En effet en 1152, le roi Louis VII avait offert à des religieux de l’abbaye de Notre-Dame du Mont-Sion de Jérusalem, revenus avec lui de Terre Sainte après la deuxième croisade, le prieuré de Saint-Samson d’Orléans. À cette donation, le roi avait joint celle d’un moulin et de terres dans la paroisse de Saint-Martin-du-Loiret : les chanoines de Saint-Samson prirent dès lors l’habitude de désigner leurs propriétés du bord du Loiret sous le nom d’Olivet, en souvenir du Mont des Oliviers près de Jérusalem, haut lieu de l’Histoire sainte. Et peu à peu le nom d’Olivet, qui apparaît dans les textes dès les premières années du 13e siècle puis devient usuel à partir du 16e siècle, allait définitivement remplacer celui de Saint-Martin-du Loiret. Et voilà comment le nom d’Olivet conserve, sous le ciel ligérien, le souvenir lointain des oliviers de la Terre Sainte. Son nom est déjà toute une invitation au voyage, entre l’histoire et la légende.
… Au pont d’Olivet
Le pont médiéval
Au début du 13 e siècle, le petit bourg a pris son envol : les travaux de la vigne et du vin dans les innombrables clos, l’activité incessante des moulins, les charrois transportant le grain, les sacs de farine, les tonneaux de vins du cru et les corbeilles de poissons du Loiret, les allées et venues des religieuses et des religieux entre leurs maisons-mères et leurs propriétés des bords du Loiret, sans oublier les ânes des maraîchers chargés de légumes pour se rendre au marché d’Orléans … Tout cela rendait nécessaire la construction d’un pont pour relier le village à la rive nord du Loiret et faciliter les communications avec la grande ville.
Dans les toutes premières années du 13 e siècle était donc établi un beau pont de pierre ogival de 12 arches en arc brisé. S’y appuyaient, du côté de la rive droite, le moulin des moines de Micy et un petit hospice, appelé Hôtel-Dieu de Saint-Martin, pour accueillir les voyageurs et les pèlerins, qui pouvaient y séjourner trois jours.
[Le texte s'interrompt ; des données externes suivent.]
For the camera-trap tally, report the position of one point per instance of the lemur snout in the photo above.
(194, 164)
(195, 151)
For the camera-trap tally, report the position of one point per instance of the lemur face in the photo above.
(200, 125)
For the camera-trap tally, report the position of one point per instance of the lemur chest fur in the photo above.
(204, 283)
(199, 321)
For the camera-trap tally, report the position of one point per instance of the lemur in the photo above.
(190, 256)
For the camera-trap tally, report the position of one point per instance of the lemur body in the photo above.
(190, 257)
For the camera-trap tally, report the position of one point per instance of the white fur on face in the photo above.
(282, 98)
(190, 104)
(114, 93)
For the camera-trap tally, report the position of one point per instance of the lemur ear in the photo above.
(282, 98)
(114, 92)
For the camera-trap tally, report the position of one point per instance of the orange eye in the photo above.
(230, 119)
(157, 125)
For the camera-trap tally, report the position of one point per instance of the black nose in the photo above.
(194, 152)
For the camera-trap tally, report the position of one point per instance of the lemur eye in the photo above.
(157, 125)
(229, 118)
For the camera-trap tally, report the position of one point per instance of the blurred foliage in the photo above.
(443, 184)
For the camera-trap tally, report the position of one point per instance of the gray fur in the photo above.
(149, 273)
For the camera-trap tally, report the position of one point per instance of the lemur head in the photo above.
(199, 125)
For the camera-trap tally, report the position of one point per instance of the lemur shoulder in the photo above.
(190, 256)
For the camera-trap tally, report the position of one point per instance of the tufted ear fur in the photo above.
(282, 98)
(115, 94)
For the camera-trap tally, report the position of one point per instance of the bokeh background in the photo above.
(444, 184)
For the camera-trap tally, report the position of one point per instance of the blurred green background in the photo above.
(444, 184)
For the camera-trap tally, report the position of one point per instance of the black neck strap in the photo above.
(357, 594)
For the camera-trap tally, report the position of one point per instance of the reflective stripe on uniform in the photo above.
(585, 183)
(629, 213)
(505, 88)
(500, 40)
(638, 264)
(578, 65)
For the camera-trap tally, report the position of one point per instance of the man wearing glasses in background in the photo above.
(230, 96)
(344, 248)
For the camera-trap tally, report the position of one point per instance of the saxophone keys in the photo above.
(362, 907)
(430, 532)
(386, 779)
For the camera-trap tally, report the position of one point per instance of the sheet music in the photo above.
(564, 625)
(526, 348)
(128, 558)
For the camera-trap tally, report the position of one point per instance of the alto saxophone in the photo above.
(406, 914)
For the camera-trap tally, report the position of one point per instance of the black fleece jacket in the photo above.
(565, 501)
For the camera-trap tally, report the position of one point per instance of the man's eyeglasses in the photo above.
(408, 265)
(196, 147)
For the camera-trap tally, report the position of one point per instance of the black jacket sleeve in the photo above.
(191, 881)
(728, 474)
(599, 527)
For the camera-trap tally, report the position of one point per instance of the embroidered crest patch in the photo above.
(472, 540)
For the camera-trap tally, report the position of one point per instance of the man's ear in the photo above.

En décembre 1505, Louis XII confiait aux échevins d’Orléans l’administration du petit « hospice du pont de Saint-Martin-du-Loiret », à charge à eux de réparer et le pont et l’hospice. Les échevins s’empressèrent de mettre une chaîne à l’entrée du pont et d’établir un péage conséquent pour rentrer dans leurs frais de réparation ! François Ier leur confirma ce droit ainsi que celui de « gouverner le pont et les chaussées d’Olivet ».
À l’entrée du pont côté bourg, une cale en pente douce descendait vers la rivière : c’était, depuis l’origine, l’abreuvoir du bourg où l’on menait boire les chevaux et le bétail. Ce vieux pont, au cours des siècles, a connu bien des misères : malmené par les grandes inondations, il a été réparé à maintes reprises. On trouve traces des plus anciennes restaurations en 1389-92, 1410-14, 1602-05, 1681. En janvier 1801, il a causé de sérieuses inquiétudes : un éboulement s’était produit à la culée nord et rendait très périlleux le passage des diligences, accident d’autant plus préoccupant que c’était la grande route Paris-Toulouse (qui deviendra plus tard la Nationale 20), axe de circulation important et fréquenté, qui empruntait le pont d’Olivet.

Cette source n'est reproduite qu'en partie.